Publication year - 2021
Publication title -
water resources research
Language(s) - English
Resource type - Journals
SCImago Journal Rank - 1.863
H-Index - 217
eISSN - 1944-7973
pISSN - 0043-1397
DOI - 10.1029/2020wr028479
Subject(s) - groundwater recharge , snowmelt , hydrology (agriculture) , environmental science , tracer , groundwater , snow , depression focused recharge , meltwater , drainage basin , geology , aquifer , geomorphology , geography , physics , geotechnical engineering , cartography , nuclear physics
Snowmelt contributes a significant fraction of groundwater recharge in snow‐dominated regions, making its accurate quantification crucial for sustainable water resources management. While several components of the hydrological cycle can be measured directly, catchment‐scale recharge can only be quantified indirectly.

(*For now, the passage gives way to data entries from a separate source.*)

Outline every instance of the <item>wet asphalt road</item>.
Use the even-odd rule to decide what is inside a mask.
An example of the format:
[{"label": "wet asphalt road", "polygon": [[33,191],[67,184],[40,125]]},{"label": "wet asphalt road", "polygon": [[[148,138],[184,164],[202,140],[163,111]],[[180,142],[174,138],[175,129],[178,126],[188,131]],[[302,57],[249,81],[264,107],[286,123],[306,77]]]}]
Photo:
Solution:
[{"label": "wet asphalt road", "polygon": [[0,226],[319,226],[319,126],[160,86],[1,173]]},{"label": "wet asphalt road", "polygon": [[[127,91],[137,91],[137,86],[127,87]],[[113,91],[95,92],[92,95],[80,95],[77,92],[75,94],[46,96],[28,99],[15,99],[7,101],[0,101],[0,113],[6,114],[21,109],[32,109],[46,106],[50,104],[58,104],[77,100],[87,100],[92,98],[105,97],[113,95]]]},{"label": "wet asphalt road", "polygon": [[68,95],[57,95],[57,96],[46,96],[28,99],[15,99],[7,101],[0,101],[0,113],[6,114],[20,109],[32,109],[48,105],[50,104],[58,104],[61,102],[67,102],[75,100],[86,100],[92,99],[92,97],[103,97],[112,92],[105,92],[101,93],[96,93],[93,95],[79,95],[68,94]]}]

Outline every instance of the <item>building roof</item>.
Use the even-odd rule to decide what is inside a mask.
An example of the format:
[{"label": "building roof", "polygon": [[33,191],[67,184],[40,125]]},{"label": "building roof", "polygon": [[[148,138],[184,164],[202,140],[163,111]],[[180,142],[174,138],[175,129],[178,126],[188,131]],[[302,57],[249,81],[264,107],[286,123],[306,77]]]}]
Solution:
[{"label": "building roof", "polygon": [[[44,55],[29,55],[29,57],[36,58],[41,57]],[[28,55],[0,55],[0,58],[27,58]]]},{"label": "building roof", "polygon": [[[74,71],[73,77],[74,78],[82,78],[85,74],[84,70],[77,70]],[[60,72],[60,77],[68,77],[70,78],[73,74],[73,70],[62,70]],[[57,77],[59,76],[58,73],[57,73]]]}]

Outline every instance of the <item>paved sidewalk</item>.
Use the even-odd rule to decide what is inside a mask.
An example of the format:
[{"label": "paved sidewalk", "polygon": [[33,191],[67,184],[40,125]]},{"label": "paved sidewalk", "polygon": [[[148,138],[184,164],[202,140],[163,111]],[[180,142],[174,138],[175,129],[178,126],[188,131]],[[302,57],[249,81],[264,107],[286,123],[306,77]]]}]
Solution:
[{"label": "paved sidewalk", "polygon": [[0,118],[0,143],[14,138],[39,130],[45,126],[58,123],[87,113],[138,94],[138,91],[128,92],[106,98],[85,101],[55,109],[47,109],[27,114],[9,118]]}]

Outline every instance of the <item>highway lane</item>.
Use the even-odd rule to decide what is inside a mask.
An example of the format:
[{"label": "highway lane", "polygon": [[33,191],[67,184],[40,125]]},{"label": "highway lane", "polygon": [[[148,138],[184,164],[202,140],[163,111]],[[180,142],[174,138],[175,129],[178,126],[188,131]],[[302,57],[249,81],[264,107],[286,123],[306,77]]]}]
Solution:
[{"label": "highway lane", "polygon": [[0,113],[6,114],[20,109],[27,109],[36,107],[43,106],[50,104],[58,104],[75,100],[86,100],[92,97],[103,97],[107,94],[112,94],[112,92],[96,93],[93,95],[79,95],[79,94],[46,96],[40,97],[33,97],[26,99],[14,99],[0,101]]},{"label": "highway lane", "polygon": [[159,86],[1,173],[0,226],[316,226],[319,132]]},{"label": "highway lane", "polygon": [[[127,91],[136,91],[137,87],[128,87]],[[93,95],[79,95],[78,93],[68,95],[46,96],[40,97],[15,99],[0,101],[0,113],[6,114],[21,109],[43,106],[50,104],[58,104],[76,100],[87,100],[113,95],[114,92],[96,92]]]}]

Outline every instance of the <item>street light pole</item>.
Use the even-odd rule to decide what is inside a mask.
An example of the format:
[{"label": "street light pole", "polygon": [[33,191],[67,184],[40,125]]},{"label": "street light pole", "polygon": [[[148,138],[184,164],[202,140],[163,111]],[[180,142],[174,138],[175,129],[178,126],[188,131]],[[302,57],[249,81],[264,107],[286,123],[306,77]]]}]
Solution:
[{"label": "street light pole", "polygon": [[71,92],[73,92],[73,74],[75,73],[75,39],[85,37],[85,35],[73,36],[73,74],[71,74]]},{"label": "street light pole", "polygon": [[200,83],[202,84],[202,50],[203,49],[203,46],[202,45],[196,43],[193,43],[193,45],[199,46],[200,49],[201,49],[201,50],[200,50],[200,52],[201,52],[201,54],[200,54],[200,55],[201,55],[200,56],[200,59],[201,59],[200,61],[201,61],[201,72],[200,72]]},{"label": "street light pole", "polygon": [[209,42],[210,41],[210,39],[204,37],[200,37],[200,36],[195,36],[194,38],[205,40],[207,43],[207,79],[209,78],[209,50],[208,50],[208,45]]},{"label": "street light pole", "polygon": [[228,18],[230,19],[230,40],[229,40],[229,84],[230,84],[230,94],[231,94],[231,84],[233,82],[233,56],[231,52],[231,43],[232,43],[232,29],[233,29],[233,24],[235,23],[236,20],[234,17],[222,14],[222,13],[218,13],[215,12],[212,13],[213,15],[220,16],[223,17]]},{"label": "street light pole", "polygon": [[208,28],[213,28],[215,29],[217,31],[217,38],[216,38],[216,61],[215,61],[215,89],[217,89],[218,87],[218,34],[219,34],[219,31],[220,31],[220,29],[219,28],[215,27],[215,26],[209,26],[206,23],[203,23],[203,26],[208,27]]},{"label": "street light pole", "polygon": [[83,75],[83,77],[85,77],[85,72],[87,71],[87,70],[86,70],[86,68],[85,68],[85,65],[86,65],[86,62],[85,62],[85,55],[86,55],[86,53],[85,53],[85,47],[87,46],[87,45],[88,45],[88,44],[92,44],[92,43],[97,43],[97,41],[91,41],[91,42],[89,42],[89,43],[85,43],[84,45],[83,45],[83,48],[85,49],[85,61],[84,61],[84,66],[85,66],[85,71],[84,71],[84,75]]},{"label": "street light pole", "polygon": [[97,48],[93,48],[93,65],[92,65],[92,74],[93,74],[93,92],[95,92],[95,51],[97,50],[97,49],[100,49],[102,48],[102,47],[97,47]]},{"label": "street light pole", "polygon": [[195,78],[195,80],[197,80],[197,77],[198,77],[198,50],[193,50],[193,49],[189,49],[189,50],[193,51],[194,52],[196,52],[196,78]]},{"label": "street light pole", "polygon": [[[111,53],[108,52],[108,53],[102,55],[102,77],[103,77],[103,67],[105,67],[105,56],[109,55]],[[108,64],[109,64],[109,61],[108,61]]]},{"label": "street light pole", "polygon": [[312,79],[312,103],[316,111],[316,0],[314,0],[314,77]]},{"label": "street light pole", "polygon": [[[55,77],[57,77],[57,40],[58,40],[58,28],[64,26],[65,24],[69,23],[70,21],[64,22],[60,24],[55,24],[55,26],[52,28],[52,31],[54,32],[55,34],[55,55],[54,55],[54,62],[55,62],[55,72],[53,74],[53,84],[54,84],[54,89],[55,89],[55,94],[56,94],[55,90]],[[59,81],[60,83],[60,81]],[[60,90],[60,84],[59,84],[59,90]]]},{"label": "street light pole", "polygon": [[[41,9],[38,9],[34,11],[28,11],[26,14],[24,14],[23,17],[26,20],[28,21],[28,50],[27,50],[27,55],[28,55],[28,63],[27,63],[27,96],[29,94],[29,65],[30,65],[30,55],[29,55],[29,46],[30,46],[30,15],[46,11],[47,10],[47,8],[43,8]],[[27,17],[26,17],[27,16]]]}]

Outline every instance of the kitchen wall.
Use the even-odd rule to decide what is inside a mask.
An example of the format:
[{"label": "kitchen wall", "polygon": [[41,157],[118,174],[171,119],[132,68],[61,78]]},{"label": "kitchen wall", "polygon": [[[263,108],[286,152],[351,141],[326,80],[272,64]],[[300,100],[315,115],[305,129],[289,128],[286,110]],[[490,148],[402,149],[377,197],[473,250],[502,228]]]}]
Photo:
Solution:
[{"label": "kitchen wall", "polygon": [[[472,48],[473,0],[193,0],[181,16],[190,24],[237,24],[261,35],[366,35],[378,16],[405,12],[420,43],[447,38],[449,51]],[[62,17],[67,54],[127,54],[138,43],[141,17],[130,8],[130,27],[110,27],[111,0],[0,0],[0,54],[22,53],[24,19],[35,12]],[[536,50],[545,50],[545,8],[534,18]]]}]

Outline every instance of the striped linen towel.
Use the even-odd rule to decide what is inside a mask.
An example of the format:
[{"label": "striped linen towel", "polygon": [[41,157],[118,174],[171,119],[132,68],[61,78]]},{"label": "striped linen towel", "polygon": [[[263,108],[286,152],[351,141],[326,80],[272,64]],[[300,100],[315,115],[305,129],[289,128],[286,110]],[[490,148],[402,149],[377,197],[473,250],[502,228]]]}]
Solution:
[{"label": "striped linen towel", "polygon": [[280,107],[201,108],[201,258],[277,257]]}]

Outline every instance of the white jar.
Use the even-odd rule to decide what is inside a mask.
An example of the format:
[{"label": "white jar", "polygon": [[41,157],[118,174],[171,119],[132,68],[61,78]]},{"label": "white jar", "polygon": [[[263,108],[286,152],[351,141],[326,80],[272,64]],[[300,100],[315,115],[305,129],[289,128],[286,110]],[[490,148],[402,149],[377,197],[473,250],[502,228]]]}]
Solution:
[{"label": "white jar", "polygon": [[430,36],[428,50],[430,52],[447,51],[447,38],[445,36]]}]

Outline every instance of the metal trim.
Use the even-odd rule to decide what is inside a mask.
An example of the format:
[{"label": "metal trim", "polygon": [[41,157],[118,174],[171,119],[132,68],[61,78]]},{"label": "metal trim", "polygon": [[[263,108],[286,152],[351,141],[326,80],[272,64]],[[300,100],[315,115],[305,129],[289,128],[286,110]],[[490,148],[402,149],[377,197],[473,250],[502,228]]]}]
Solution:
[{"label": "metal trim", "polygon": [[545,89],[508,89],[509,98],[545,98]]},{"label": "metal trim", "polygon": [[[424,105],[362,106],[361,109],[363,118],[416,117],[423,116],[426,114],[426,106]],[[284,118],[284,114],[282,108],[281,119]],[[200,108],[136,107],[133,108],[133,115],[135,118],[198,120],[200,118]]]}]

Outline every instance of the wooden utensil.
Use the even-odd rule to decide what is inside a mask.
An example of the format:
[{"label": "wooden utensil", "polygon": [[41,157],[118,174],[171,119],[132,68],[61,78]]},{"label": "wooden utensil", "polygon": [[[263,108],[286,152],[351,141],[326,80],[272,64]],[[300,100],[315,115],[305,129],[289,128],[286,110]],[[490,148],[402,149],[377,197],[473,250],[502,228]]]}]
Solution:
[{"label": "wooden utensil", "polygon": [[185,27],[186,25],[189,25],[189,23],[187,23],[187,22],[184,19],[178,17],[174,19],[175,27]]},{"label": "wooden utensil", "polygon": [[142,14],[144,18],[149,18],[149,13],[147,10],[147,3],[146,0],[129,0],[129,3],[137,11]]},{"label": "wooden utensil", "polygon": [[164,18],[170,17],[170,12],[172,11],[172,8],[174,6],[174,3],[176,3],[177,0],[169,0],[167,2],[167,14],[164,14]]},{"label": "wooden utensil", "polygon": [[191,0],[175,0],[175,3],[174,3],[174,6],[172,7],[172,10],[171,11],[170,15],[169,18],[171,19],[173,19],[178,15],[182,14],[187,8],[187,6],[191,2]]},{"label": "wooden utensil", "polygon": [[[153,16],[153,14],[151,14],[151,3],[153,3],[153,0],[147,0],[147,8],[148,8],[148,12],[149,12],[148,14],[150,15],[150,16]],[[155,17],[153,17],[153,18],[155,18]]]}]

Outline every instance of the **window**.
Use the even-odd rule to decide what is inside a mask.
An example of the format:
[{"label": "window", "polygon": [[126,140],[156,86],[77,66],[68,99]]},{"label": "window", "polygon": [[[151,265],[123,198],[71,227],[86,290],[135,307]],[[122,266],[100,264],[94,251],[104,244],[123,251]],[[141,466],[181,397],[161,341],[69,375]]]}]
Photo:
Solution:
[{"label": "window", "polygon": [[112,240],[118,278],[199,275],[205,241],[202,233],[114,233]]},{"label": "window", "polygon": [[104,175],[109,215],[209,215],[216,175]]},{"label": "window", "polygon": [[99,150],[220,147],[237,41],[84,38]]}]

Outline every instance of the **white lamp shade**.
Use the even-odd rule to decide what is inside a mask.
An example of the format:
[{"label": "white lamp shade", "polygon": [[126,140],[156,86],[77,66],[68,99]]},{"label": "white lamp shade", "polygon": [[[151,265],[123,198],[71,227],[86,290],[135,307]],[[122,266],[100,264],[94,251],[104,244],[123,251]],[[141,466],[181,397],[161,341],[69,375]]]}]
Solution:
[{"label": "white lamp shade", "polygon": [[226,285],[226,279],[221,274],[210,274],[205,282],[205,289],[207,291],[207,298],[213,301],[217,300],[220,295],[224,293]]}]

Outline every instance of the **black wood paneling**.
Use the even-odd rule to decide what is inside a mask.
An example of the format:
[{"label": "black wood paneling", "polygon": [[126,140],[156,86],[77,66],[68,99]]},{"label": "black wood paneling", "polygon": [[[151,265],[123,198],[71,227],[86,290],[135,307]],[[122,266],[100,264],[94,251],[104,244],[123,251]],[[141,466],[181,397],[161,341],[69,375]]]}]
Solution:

Stable water isotopes are often used as tracers to estimate snowmelt recharge, even though estimates based on stable water isotopes are biased due to the large variations of δ 2 H and δ 18 O in snow and the difficulty to measure snowmelt directly. To overcome this gap, a new tracer method based on on‐site measurements of dissolved He, 40 Ar, 84 Kr, N 2 , O 2 , and CO 2 is presented. The new method was developed alongside classical tracer methods (stable water isotopes, 222 Rn, 3 H/ 3 He) in a highly instrumented boreal catchment. By revealing (noble gas) recharge temperatures and excess air, dissolved gases allow (i) the contribution of snowmelt to recharge, (ii) the temporal recharge dynamics, and (iii) the primary recharge pathways to be identified. In contrast to stable water isotopes, which produced highly inconsistent snowmelt recharge estimates for the experimental catchment, dissolved gases produced consistent estimates even when the temperature of snowmelt during recharge was not precisely known. As dissolved gases are not controlled by the same processes as stable water isotopes, they are not prone to the same biases and represent a highly complementary tracer method for the quantification of snowmelt recharge dynamics in snow‐dominated regions. Furthermore, an observed systematic depletion of N 2 in groundwater provides new evidence for the pathways of biological N‐fixation in boreal forest soils.